It has been a tough week. But the chemo is not responsible for it being a tougher week than usual. Sure I have little energy on Mondays and Tuesdays, but that’s not difficult to cope with. It’s a walk in the park compared to PEXG.
Session three went without incident, apart from a mix-up in appointment times. As I headed in to the day stay unit for my 2pm treatment I received a phone call asking me if I was coming in. I was told I had been due in at 11.30am. I got out the letter and assured the caller that the letter I had been sent said 2pm. So my friend and I got a bit flustered at that point. However, once I was in there and all hooked up everything went well. I discovered that I was not the only one who had been sent letters with incorrect treatment appointment times. So I got my next three appointment times checked to make sure we were all in agreement with what the times were on their data base.
My difficulties coping with my week was caused by people. I really thought I had got passed the stage of people I know reasonably well trying to challenge or undermine the way I have dealt with my diagnosis and disease, and with the choices I have made about how I want to live the rest of my life. But I was mistaken.
It never fails to amaze me the boundaries people are prepared to cross when dealing with people like me who have chosen to accept their terminal cancer diagnosis and get on with living the rest of their life the way they want to. Making the most of each day, each week and whatever time I have left is not good enough for them. I should be chasing miracles, constantly repeating positive affirmations, living in hope, and adopting their philosophy of life. My choices obviously make some people very uncomfortable as was made very clear by the call I got on Monday. It took all my energy to deal positively with the woman on the other end of the phone who seemed totally incapable of listening to anything I had to say.
I was confronted with another person two days later when I turned up to a meeting I usually turn up to. “Lynda, what are you doing here?” she wanted to know. Now this is not the first time she has asked me this. I replied that I intended to continue with the life I had been living prior to being diagnosed with cancer.

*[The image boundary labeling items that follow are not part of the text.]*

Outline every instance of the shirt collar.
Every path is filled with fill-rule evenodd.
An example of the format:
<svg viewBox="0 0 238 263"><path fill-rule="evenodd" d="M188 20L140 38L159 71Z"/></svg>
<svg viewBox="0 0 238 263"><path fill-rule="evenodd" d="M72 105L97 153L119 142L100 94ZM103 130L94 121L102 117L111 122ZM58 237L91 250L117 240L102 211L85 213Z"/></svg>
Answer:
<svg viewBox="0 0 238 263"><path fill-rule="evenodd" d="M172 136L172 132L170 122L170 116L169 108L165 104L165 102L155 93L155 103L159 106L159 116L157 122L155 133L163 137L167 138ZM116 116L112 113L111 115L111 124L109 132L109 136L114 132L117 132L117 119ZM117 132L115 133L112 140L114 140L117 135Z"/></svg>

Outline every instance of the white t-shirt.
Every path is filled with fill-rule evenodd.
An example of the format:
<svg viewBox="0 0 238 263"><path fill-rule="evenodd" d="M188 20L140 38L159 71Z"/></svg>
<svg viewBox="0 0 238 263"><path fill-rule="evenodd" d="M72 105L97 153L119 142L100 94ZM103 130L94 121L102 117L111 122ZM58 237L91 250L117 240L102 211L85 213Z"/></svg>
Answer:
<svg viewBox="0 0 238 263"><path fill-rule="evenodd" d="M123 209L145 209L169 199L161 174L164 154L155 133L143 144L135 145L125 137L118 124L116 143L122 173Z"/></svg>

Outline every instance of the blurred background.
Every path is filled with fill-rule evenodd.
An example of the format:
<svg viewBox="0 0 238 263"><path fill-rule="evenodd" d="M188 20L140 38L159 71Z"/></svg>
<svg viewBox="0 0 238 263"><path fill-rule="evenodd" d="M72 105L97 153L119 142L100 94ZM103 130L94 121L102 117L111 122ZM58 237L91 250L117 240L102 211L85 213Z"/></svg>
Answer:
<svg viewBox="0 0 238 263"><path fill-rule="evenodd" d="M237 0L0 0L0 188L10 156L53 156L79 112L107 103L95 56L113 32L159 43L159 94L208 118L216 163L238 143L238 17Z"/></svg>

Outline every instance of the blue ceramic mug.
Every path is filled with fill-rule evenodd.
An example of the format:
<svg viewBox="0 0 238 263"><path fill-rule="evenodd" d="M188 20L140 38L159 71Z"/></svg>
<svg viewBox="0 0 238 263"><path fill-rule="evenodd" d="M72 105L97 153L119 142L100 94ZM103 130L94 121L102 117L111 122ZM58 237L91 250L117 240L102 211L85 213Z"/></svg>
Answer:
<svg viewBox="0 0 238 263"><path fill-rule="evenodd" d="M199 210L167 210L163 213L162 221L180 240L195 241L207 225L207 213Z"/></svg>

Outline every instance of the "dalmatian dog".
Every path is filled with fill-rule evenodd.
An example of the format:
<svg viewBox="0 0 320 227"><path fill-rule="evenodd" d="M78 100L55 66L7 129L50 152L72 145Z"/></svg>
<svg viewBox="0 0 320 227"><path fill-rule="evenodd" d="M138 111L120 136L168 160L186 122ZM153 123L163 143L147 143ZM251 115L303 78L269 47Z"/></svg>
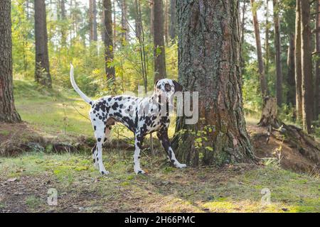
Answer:
<svg viewBox="0 0 320 227"><path fill-rule="evenodd" d="M156 132L169 160L177 167L184 168L176 158L168 136L170 123L169 106L174 94L182 92L182 86L169 79L157 81L151 97L137 98L118 95L107 96L97 101L87 97L78 87L70 65L70 80L74 89L83 100L91 106L90 118L95 131L97 143L92 148L93 162L102 175L107 175L102 162L102 144L110 139L110 130L116 122L123 123L134 133L134 169L136 174L144 174L140 167L140 151L144 137ZM164 111L165 110L165 111Z"/></svg>

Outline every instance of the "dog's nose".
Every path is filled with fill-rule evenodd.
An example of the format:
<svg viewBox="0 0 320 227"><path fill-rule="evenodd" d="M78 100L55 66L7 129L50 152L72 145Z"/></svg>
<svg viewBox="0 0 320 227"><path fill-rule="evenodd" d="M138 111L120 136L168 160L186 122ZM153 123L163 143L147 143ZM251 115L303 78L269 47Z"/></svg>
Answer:
<svg viewBox="0 0 320 227"><path fill-rule="evenodd" d="M164 89L165 89L166 92L170 92L171 90L171 87L170 86L169 84L166 84L164 85Z"/></svg>

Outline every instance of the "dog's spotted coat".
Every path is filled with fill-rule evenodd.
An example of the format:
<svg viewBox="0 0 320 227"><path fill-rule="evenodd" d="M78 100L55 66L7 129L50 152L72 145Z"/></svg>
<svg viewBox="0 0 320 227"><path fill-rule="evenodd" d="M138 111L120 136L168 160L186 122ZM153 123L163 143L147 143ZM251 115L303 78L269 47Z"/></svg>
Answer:
<svg viewBox="0 0 320 227"><path fill-rule="evenodd" d="M109 173L102 162L102 144L110 139L110 130L115 122L123 123L134 133L134 167L137 174L144 173L140 167L140 151L144 137L153 132L156 132L170 161L178 168L186 167L185 164L181 164L176 160L168 137L170 101L164 102L165 104L161 102L161 99L171 100L175 92L182 92L182 86L178 82L169 79L159 80L154 86L153 95L149 98L119 95L107 96L92 101L77 86L72 65L70 79L75 90L92 106L90 117L97 140L92 148L93 162L101 174ZM164 116L161 114L164 108L166 111Z"/></svg>

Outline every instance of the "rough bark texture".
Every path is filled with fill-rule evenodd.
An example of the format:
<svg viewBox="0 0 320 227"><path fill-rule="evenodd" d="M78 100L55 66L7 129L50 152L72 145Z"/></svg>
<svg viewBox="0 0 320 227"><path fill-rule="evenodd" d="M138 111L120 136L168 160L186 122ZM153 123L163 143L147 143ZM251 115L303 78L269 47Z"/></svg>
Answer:
<svg viewBox="0 0 320 227"><path fill-rule="evenodd" d="M317 60L316 61L316 79L314 88L314 116L316 118L320 114L320 0L315 4L316 12L316 51Z"/></svg>
<svg viewBox="0 0 320 227"><path fill-rule="evenodd" d="M97 41L97 3L95 0L90 0L89 18L89 26L90 27L90 40Z"/></svg>
<svg viewBox="0 0 320 227"><path fill-rule="evenodd" d="M253 148L245 129L240 72L238 1L178 0L178 79L185 91L198 92L199 121L178 117L173 145L179 158L192 165L252 162ZM193 107L196 108L196 106ZM183 142L182 142L183 141ZM213 148L213 150L207 149Z"/></svg>
<svg viewBox="0 0 320 227"><path fill-rule="evenodd" d="M14 106L12 82L12 40L11 1L0 4L0 121L21 121Z"/></svg>
<svg viewBox="0 0 320 227"><path fill-rule="evenodd" d="M48 54L48 33L46 4L42 0L34 1L34 20L36 34L36 72L37 82L52 87Z"/></svg>
<svg viewBox="0 0 320 227"><path fill-rule="evenodd" d="M154 1L153 6L154 80L156 81L166 77L164 34L164 6L162 0Z"/></svg>
<svg viewBox="0 0 320 227"><path fill-rule="evenodd" d="M255 42L257 43L257 56L259 65L259 74L260 78L260 89L262 97L268 94L267 79L265 77L265 65L263 63L262 48L261 47L260 29L257 20L257 11L255 0L250 0L252 11L253 27L255 29Z"/></svg>
<svg viewBox="0 0 320 227"><path fill-rule="evenodd" d="M290 40L288 48L288 76L287 83L288 92L287 94L287 103L296 104L296 83L294 79L294 34L290 34Z"/></svg>
<svg viewBox="0 0 320 227"><path fill-rule="evenodd" d="M115 70L109 64L113 61L112 5L111 0L103 0L105 11L105 73L109 79L114 79Z"/></svg>
<svg viewBox="0 0 320 227"><path fill-rule="evenodd" d="M311 131L314 94L312 86L312 55L311 47L310 4L301 1L302 23L302 123L304 129Z"/></svg>
<svg viewBox="0 0 320 227"><path fill-rule="evenodd" d="M276 51L276 92L277 104L282 104L282 65L281 64L280 18L279 17L278 1L273 0L273 19L274 23L274 47Z"/></svg>
<svg viewBox="0 0 320 227"><path fill-rule="evenodd" d="M174 40L176 38L176 1L170 1L170 38Z"/></svg>
<svg viewBox="0 0 320 227"><path fill-rule="evenodd" d="M269 74L269 62L270 57L270 48L269 45L269 30L270 28L270 23L269 23L269 0L266 1L265 5L265 65L266 77Z"/></svg>
<svg viewBox="0 0 320 227"><path fill-rule="evenodd" d="M295 34L295 81L296 81L296 111L298 121L302 121L302 69L301 65L301 0L297 0L296 34Z"/></svg>
<svg viewBox="0 0 320 227"><path fill-rule="evenodd" d="M126 0L122 0L122 7L121 7L121 26L122 27L122 39L124 40L129 40L129 28L128 26L128 23L127 22L127 6Z"/></svg>

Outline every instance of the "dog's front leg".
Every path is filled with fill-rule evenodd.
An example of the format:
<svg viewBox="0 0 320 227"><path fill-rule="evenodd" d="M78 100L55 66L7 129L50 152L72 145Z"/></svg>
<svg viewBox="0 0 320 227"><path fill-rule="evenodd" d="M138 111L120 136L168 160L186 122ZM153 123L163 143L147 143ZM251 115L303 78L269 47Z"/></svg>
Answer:
<svg viewBox="0 0 320 227"><path fill-rule="evenodd" d="M180 163L176 158L176 155L174 154L174 152L171 147L171 145L169 139L168 128L164 128L161 129L159 131L156 133L156 135L158 136L159 139L160 140L162 144L162 146L166 150L166 153L168 155L168 158L169 159L170 162L171 162L177 168L181 169L186 167L186 164Z"/></svg>
<svg viewBox="0 0 320 227"><path fill-rule="evenodd" d="M136 174L144 174L144 171L140 167L140 152L142 148L144 136L136 133L134 141L134 168Z"/></svg>

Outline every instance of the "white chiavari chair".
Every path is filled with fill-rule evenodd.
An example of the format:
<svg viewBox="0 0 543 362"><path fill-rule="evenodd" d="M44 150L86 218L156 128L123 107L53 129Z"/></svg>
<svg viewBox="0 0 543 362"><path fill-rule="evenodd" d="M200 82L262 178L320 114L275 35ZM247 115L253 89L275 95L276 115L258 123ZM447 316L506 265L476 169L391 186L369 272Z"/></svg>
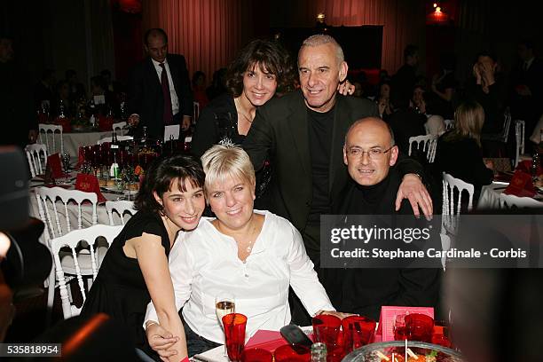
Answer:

I cannot understand why this is so difficult for some people to comprehend or accept. I have few regrets, and I feel so privileged to have been able to have the kind of life and work I have had. Why would I want to give it up and charge off chasing miracle cures or sit around waiting to die?
She then grasped my shoulder in what may have been intended as a friendly gesture which was unfortunately followed by a comment said far too loudly (I was sitting with a bunch of 10 – 12 other people) “oh, you are all skin and bone!” I heard myself responding very defensively “Yes, well, I have lost a bit of weight since my diagnosis and treatment.”

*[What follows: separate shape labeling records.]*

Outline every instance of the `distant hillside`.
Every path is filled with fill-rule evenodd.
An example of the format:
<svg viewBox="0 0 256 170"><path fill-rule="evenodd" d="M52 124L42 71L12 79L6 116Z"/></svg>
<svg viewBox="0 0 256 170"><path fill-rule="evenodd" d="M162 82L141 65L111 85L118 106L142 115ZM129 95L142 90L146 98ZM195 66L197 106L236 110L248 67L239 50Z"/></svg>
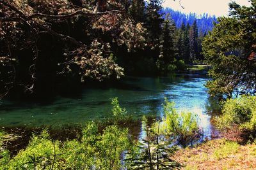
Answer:
<svg viewBox="0 0 256 170"><path fill-rule="evenodd" d="M166 13L170 13L172 19L174 20L177 27L180 28L182 22L186 25L188 23L190 25L193 24L195 20L196 20L198 32L207 32L211 31L214 27L212 22L216 22L215 15L211 16L207 13L198 15L196 13L185 14L179 11L174 11L171 8L166 8L163 10L164 17Z"/></svg>

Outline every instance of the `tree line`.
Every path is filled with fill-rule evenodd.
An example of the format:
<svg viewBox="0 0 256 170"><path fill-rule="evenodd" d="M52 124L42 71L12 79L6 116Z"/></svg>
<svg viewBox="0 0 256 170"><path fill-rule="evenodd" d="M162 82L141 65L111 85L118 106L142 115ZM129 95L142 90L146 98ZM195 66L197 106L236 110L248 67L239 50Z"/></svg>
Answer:
<svg viewBox="0 0 256 170"><path fill-rule="evenodd" d="M163 1L0 0L0 94L47 96L89 80L159 74L202 60L196 21Z"/></svg>

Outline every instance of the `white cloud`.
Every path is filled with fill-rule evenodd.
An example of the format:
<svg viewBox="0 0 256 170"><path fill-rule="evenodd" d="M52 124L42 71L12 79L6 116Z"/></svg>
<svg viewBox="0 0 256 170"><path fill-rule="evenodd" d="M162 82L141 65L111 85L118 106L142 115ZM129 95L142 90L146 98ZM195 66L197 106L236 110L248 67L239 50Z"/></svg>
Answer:
<svg viewBox="0 0 256 170"><path fill-rule="evenodd" d="M170 7L175 10L180 11L186 13L196 13L198 15L207 13L211 15L227 16L228 14L228 4L231 0L180 0L180 6L179 0L165 0L164 7ZM248 0L234 0L239 4L250 6Z"/></svg>

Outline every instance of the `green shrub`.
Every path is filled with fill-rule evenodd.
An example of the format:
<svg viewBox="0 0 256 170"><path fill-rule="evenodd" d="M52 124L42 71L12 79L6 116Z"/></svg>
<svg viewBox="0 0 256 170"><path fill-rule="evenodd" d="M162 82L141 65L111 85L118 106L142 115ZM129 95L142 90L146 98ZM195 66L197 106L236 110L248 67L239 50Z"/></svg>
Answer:
<svg viewBox="0 0 256 170"><path fill-rule="evenodd" d="M191 145L202 134L198 123L198 116L189 112L178 113L174 104L165 99L165 118L161 125L161 131L184 146Z"/></svg>
<svg viewBox="0 0 256 170"><path fill-rule="evenodd" d="M214 151L213 156L218 160L225 159L237 152L239 147L239 145L234 141L225 141L221 147Z"/></svg>
<svg viewBox="0 0 256 170"><path fill-rule="evenodd" d="M100 134L95 123L83 131L81 141L52 141L46 130L33 135L12 159L0 154L0 169L120 169L121 155L130 147L128 131L116 125Z"/></svg>
<svg viewBox="0 0 256 170"><path fill-rule="evenodd" d="M221 130L233 125L255 129L256 97L243 95L236 99L227 99L222 109L223 115L216 118L216 127Z"/></svg>
<svg viewBox="0 0 256 170"><path fill-rule="evenodd" d="M177 70L177 66L174 64L170 64L169 66L168 66L167 70L170 72L173 72Z"/></svg>
<svg viewBox="0 0 256 170"><path fill-rule="evenodd" d="M127 117L125 108L122 108L118 102L118 98L112 99L112 115L115 121L124 120Z"/></svg>

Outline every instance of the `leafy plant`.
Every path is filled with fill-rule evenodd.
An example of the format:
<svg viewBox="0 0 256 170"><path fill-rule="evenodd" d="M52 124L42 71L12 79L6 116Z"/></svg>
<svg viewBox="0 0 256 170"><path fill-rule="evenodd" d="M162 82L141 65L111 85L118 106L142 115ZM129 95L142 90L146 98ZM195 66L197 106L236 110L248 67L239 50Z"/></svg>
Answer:
<svg viewBox="0 0 256 170"><path fill-rule="evenodd" d="M113 105L112 115L115 121L124 120L127 117L127 112L125 108L120 107L118 97L113 99L111 104Z"/></svg>
<svg viewBox="0 0 256 170"><path fill-rule="evenodd" d="M198 118L196 114L189 112L178 113L174 105L174 103L165 99L165 118L161 124L160 131L184 146L192 145L203 133L199 127Z"/></svg>
<svg viewBox="0 0 256 170"><path fill-rule="evenodd" d="M219 129L230 128L234 124L248 129L256 127L256 97L243 95L227 99L222 109L223 115L216 118Z"/></svg>
<svg viewBox="0 0 256 170"><path fill-rule="evenodd" d="M170 146L170 141L160 134L160 121L156 124L158 124L156 132L143 117L142 127L146 136L127 153L125 160L129 169L172 169L180 167L171 159L176 147Z"/></svg>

It isn’t enough that these people may mean well. Their thoughtless behaviour can cause considerable distress. Fortunately, I am now linked up with some invaluable hospice services. My fortnightly art therapy sessions (no, I can’t draw – these are one to one art therapy sessions, not art classes), and more recently my fortnightly upper body massage have helped me overcome most of the issues to do with my feeling alienated from my body that I have plainly laid bare in previous postings.
And my diagnosis has revealed that I actually have a great many friends who have rallied round me in so many ways and comforted and supported me. I don’t have the words to adequately describe how thankful I am and how loved and treasured I feel.
Then there is my wonderful family who have also been there for me, each in their own way, all the while dealing with their own grief and distress at the prospect of losing their mother.
So as we prepare to celebrate the 5th birthday of my youngest grandchild tomorrow, I count myself as one very lucky woman. I am content – and happy most of the time – and I am looking forward to really enjoying the coming summer with family and friends.